Now, for my primary critique of the movie...As this movie's leading lady encounters Mr. "charming boyish tumbling tumbleweed" early 20-something male, he helps her see that real relationships aren't quite as easy as she'd imagined. The difficulty, though, is that while said male helps to highlight the flaws in this woman's perspective, he doesn't provide her with a constructive alternative to her overly-idealized view of what a relationship should look like. This, I believe, is where the movie falls short. Towards the end of the film, there was a lot of room to develop this aspect of the plot, but instead of providing much resolution the viewers are left with a bunch of loose strings. These strings, mind you, can be tied together, it's just going to take some serious work. I'd like to see a firmer conclusion that grey is not the end of the story. We get a hint of that here, but it's just not quite enough for my tastes.

2 comments:

Anonymous said...

Dear Passionately Alive!

I suppose it is that post-modern reticence to offer a positive conclusion to anything, a disdain for narratives with not neccesarily fully-rounded conclusions, but with any conclusion whatsoever.

Maybe it says something about the writer too and his view of life and relationships, embodied in the "Mr. charming boyish tumbling tumbleweed early 20-something male" character. Not only are 'we' clueless about the meaning of life, we are clueless in how to form relationships.

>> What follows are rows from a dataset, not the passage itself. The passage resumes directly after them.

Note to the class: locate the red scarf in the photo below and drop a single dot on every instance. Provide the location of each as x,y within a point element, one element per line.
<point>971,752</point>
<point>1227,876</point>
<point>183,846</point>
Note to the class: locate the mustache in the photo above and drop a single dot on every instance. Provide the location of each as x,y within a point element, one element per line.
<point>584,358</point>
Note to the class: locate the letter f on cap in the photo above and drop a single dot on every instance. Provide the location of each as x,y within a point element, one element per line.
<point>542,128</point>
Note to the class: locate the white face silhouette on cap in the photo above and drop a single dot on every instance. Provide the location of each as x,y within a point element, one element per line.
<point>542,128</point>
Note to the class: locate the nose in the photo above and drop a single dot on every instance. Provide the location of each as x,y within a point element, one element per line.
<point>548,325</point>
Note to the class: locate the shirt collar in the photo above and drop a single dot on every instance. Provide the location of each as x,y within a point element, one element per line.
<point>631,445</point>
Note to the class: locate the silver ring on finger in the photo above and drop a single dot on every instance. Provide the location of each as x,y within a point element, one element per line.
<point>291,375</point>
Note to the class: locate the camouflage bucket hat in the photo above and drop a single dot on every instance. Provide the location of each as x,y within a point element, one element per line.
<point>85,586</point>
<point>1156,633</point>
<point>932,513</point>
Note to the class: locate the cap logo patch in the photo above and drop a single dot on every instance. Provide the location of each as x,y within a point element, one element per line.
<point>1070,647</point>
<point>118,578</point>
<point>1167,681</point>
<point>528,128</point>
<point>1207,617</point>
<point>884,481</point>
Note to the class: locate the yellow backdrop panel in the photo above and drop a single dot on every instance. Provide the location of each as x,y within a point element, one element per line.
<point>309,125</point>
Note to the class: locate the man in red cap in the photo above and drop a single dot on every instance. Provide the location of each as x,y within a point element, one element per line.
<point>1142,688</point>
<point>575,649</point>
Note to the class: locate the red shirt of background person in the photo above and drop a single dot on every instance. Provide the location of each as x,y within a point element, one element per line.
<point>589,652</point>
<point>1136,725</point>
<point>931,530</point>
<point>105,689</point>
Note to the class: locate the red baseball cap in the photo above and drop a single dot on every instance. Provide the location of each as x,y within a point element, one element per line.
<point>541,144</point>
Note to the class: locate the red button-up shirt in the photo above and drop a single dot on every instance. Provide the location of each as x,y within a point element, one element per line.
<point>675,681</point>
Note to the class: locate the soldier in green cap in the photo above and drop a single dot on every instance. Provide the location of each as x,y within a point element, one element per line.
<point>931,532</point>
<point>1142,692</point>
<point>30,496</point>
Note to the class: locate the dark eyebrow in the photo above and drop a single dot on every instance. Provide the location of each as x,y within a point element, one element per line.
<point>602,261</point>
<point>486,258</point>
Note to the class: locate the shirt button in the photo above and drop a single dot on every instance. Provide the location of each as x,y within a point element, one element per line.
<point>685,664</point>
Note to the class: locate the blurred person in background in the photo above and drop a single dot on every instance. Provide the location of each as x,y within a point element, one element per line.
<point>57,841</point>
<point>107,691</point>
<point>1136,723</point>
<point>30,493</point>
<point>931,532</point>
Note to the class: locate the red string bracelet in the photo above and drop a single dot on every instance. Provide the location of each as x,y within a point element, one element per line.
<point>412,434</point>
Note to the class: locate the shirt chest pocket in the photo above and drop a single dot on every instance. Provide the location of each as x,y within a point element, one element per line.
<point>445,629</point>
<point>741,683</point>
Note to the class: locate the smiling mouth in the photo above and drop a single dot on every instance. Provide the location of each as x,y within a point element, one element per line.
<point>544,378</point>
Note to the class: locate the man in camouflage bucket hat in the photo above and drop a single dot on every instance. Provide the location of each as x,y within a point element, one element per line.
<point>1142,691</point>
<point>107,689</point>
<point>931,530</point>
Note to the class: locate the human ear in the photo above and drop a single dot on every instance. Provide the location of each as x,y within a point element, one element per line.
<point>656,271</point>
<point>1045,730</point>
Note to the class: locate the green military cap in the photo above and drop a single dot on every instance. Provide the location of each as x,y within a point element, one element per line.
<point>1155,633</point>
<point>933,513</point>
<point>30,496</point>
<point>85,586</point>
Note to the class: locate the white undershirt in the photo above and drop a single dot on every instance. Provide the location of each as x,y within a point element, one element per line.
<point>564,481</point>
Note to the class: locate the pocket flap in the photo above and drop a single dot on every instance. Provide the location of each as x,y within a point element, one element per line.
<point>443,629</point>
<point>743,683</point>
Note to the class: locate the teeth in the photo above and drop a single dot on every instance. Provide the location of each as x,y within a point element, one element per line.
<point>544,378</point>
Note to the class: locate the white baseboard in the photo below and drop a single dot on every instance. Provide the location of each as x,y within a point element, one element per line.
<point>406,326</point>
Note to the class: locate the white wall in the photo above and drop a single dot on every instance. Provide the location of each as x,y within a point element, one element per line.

It could be of course that consumerism has this effect on people. That the short-term fix we get from consuming products renders us impotent in longer-lasting relationships which can't be consumed in the same way.

Thanks for the review, I don't think I'll be watching it when it comes to England. I'd like to think that somewhere out there, is an avant garde creator who bucks the despairing trend of modern day life and relationships.

Geoff

The Treslator said...

Geoff,

Interesting and insightful thoughts. Once you hear of one of those creators, do point us in that direction!